Pour sa part, Tahir Wahab affirme qu’avec l’augmentation potentielle des réajustements salariaux, l’impact sur l’inflation affectera l’efficacité des employés et l’inflation pourrait avoir une répercussion significative sur l’effet réel de la hausse des salaires.
Coût supplémentaire pour les employeurs
Le calcul de la masse salariale est, dans la plupart des secteurs d’activité, le premier poste de dépenses d’une entreprise et peut représenter jusqu’à 80 % du budget de fonctionnement, indique Hafeez Toofail. « Cela peut également poser des défis pour les employeurs en termes de gestion des coûts, de rentabilité et de compétitivité sur le marché du travail », avance-t-il.
De son côté, François de Grivel argue que toute augmentation de coût de salaire risque de pénaliser de nouveau les compagnies. L’industriel et chef d’entreprise rappelle d’ailleurs que la hausse des coûts a été très forte en janvier dernier. Il faut dire que le coût salarial est aussi un vrai problème pour les grosses entreprises. Ce qui le pousse à dire qu’on ne peut pas subir tous les six mois des coûts importants. Par conséquent, les entreprises peuvent être amenées à réévaluer leurs coûts. Pour cause, avance Hafeez Toofail, cette situation peut entraîner des répercussions si les compagnies n’arrivent pas à supporter certaines augmentations. Effectivement, le salaire représente un aspect crucial de l’activité de l’entreprise, qui dépend de ses clients. C’est pourquoi, selon François de Grivel, il est essentiel de trouver un équilibre en ce qui concerne les coûts opérationnels, car des prix excessifs pourraient entraîner la perte de clients. C’est dans cette optique, poursuit-il que les associations du secteur privé font en sorte que les membres maintiennent une qualité élevée, tout en gardant leur clientèle.
Ce réajustement des salaires pourrait être en défaveur des employeurs des PME. Suttyhudeo Tengur soutient que ce sont les PME employant un grand nombre de salariés qui seront les plus affectées. « Déjà avec le salaire minimum revu et la compensation salariale, de nombreuses PME font face à des difficultés pour payer les salaires.

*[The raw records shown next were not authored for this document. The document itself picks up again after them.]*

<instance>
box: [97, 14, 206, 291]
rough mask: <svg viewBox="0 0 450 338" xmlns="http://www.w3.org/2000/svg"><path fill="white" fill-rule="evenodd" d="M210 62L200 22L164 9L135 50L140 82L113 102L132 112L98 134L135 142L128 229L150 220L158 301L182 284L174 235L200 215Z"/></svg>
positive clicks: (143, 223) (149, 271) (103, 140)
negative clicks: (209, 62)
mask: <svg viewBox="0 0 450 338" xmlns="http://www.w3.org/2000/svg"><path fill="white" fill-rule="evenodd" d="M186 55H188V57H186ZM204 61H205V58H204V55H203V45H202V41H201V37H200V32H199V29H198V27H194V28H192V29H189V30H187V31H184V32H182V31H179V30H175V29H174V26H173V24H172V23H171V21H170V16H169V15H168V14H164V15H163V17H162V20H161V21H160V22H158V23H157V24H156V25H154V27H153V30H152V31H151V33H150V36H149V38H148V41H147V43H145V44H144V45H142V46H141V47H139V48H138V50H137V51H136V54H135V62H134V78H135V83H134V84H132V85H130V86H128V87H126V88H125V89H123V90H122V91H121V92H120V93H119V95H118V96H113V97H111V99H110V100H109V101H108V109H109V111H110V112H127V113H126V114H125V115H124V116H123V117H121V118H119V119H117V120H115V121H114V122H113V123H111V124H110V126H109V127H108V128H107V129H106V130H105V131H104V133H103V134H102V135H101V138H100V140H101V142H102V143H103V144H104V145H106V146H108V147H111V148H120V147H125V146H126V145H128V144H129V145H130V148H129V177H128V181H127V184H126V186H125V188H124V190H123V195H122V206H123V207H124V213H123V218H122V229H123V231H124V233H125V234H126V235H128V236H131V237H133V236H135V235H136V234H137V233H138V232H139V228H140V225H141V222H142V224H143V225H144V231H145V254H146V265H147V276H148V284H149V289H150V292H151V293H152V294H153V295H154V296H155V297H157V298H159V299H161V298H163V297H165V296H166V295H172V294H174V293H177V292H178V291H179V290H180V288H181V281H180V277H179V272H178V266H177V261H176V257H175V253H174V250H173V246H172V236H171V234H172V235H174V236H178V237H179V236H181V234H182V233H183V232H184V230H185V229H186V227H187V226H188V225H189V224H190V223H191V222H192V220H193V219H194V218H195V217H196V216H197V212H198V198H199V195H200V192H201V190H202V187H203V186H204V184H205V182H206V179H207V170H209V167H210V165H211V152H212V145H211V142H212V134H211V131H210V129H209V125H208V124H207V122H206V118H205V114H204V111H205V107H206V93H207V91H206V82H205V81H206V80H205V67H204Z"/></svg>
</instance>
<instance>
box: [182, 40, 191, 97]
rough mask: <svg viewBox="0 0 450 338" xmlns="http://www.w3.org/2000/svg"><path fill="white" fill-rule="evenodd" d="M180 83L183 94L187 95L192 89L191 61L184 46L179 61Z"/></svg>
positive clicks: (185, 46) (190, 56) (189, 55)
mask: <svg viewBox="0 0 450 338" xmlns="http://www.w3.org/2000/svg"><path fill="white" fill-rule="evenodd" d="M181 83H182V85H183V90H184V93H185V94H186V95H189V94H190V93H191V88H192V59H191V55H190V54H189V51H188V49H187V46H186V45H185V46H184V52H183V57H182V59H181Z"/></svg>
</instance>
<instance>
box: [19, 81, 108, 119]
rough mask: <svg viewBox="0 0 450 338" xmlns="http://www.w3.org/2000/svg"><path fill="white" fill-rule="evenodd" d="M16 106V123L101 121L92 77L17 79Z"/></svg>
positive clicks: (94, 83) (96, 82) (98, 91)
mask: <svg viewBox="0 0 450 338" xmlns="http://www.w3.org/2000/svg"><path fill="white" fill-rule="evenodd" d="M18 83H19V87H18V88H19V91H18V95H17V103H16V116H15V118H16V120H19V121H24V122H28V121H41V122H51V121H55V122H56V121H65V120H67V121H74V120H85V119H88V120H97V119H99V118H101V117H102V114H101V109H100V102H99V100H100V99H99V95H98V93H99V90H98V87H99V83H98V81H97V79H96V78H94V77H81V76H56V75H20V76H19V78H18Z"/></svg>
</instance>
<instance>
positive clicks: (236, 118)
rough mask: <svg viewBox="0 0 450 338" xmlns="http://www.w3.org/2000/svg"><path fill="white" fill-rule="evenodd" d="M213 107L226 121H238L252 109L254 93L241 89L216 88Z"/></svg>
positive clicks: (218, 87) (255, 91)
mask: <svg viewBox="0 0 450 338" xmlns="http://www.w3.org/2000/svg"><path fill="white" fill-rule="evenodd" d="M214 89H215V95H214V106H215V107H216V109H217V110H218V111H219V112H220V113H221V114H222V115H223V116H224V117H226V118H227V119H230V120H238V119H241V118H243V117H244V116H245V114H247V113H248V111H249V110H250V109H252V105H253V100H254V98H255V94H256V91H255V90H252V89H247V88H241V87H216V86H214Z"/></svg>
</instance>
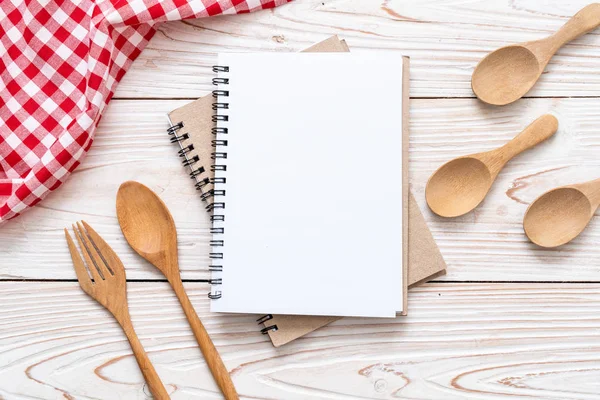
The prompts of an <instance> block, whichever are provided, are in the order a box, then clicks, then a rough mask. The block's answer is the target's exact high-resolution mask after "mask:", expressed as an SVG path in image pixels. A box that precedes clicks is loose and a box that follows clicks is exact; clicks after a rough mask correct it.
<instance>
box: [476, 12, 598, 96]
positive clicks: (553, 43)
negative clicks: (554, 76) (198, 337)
mask: <svg viewBox="0 0 600 400" xmlns="http://www.w3.org/2000/svg"><path fill="white" fill-rule="evenodd" d="M599 25H600V3H594V4H590V5H588V6H586V7H584V8H583V9H582V10H581V11H579V12H578V13H577V14H575V16H574V17H572V18H571V19H570V20H569V21H568V22H567V23H566V24H565V25H564V26H563V27H562V28H560V30H559V31H558V32H556V33H555V34H553V35H551V36H549V37H547V38H545V39H541V40H535V41H532V42H526V43H521V44H515V45H511V46H506V47H502V48H500V49H498V50H496V51H493V52H492V53H490V54H488V55H487V56H486V57H485V58H483V59H482V60H481V61H480V62H479V64H478V65H477V67H475V71H474V72H473V77H472V79H471V87H472V88H473V92H475V95H477V97H479V99H480V100H482V101H484V102H485V103H488V104H493V105H498V106H501V105H505V104H509V103H512V102H513V101H516V100H518V99H520V98H521V97H523V96H524V95H525V94H526V93H527V92H528V91H529V90H530V89H531V88H532V87H533V85H534V84H535V83H536V82H537V80H538V78H539V77H540V75H541V74H542V72H543V71H544V69H545V68H546V65H547V64H548V62H549V61H550V59H551V58H552V56H553V55H554V53H556V52H557V51H558V49H559V48H561V47H562V46H563V45H564V44H566V43H568V42H570V41H571V40H573V39H575V38H577V37H579V36H581V35H583V34H584V33H587V32H589V31H591V30H593V29H595V28H597V27H598V26H599Z"/></svg>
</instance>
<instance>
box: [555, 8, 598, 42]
mask: <svg viewBox="0 0 600 400" xmlns="http://www.w3.org/2000/svg"><path fill="white" fill-rule="evenodd" d="M598 26H600V3H593V4H590V5H588V6H585V7H584V8H582V9H581V10H580V11H579V12H578V13H577V14H575V15H574V16H573V17H572V18H571V19H570V20H569V21H568V22H567V23H566V24H565V25H563V27H562V28H560V30H559V31H558V32H556V33H555V34H554V35H552V36H551V37H550V40H552V42H553V43H554V46H553V47H554V51H556V50H558V49H559V48H560V47H561V46H562V45H564V44H565V43H568V42H570V41H571V40H573V39H575V38H577V37H579V36H581V35H583V34H584V33H587V32H589V31H592V30H594V29H596V28H597V27H598Z"/></svg>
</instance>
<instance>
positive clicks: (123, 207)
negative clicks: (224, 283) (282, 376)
mask: <svg viewBox="0 0 600 400" xmlns="http://www.w3.org/2000/svg"><path fill="white" fill-rule="evenodd" d="M117 218H118V219H119V225H121V230H122V231H123V235H125V239H126V240H127V242H128V243H129V245H130V246H131V247H132V248H133V249H134V250H135V251H136V252H137V253H138V254H139V255H140V256H142V257H144V258H145V259H146V260H148V261H150V263H152V264H153V265H154V266H155V267H156V268H158V269H159V270H160V271H161V272H162V273H163V274H164V275H165V277H166V278H167V280H168V281H169V283H170V284H171V287H172V288H173V290H174V291H175V294H176V295H177V298H178V299H179V302H180V303H181V306H182V307H183V311H184V312H185V316H186V317H187V319H188V321H189V323H190V326H191V328H192V331H193V332H194V336H195V337H196V340H197V342H198V345H199V346H200V350H201V351H202V354H203V355H204V358H205V360H206V364H207V365H208V368H210V371H211V373H212V375H213V377H214V378H215V381H216V382H217V385H219V388H220V389H221V391H222V392H223V394H224V395H225V398H226V399H227V400H237V399H238V395H237V393H236V391H235V387H234V386H233V382H232V381H231V377H230V376H229V372H228V371H227V368H226V367H225V364H223V361H222V360H221V356H219V353H218V352H217V349H216V348H215V346H214V344H213V342H212V341H211V340H210V337H209V336H208V333H207V332H206V329H204V326H203V325H202V322H200V318H198V314H196V311H195V310H194V307H193V306H192V303H191V302H190V299H189V298H188V296H187V294H186V293H185V289H184V288H183V283H182V282H181V275H180V273H179V264H178V260H177V231H176V230H175V222H174V221H173V217H172V216H171V213H170V212H169V210H168V209H167V206H166V205H165V204H164V203H163V202H162V200H161V199H160V198H159V197H158V196H157V195H156V194H155V193H154V192H153V191H152V190H150V189H148V188H147V187H146V186H144V185H142V184H141V183H138V182H133V181H129V182H125V183H123V184H122V185H121V187H120V188H119V192H118V193H117Z"/></svg>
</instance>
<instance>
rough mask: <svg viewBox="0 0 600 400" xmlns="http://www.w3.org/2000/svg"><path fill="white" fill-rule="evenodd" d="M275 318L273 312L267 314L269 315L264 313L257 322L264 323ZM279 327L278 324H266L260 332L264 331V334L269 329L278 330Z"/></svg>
mask: <svg viewBox="0 0 600 400" xmlns="http://www.w3.org/2000/svg"><path fill="white" fill-rule="evenodd" d="M272 319H273V314H267V315H263V316H262V317H260V318H259V319H257V320H256V323H258V324H259V325H260V324H264V323H266V322H267V321H270V320H272ZM278 329H279V328H277V325H269V326H265V327H264V328H262V329H261V330H260V333H262V334H263V335H266V334H267V333H268V332H269V331H276V330H278Z"/></svg>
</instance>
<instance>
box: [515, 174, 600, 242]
mask: <svg viewBox="0 0 600 400" xmlns="http://www.w3.org/2000/svg"><path fill="white" fill-rule="evenodd" d="M599 204H600V179H596V180H594V181H589V182H585V183H579V184H577V185H569V186H563V187H559V188H556V189H552V190H550V191H548V192H546V193H544V194H543V195H541V196H540V197H538V198H537V199H536V200H535V201H534V202H533V203H531V205H530V206H529V208H528V209H527V212H526V213H525V218H524V219H523V228H524V229H525V234H526V235H527V237H528V238H529V239H530V240H531V241H532V242H533V243H535V244H537V245H538V246H542V247H557V246H560V245H563V244H565V243H568V242H570V241H571V240H573V239H575V238H576V237H577V236H578V235H579V234H580V233H581V232H582V231H583V230H584V229H585V227H586V226H587V225H588V223H589V222H590V220H591V219H592V217H593V216H594V213H595V212H596V209H597V208H598V205H599Z"/></svg>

Maintenant, une nouvelle augmentation sera un autre coup de massue », souligne-t-il.
Par ailleurs, face à la problématique de main-d’œuvre dont font face plusieurs secteurs, un réajustement des salaires risque de pousser les employeurs à freiner tout recrutement. Tahir Wahab craint que les employeurs ne soient beaucoup plus réticents à recruter de nouveaux employés en raison d’une éventuelle augmentation des coûts. « Une situation qui peut avoir un impact négatif sur leur rentabilité et viabilité financière. Elle peut entraîner une réduction des investissements, des plans d’expansion ou des licenciements potentiels pour gérer les dépenses salariales », appuie-t-il.
Coup de pouce à la productivité
La productivité du travail a connu une hausse de 3,1 % entre 2021 et 2022 passant de 102.2 à 105.4. Selon François de Grivel, la productivité pourrait bénéficier d’un réajustement des salaires. « Celui-ci pourrait toucher à l’engagement du personnel dans son travail. Il apportera également une certaine objectivité des salaires. Aujourd’hui, un ancien employé et un nouvel employé touchent le même salaire, ce qui ne semble pas tout à fait juste et équitable », argumente-t-il. Et de l’avis de Tahir Wahab, si les réajustements salariaux améliorent la satisfaction et la productivité des employés, ils peuvent bénéficier indirectement aux employeurs en réduisant la rotation du personnel et en améliorant la rétention des talents.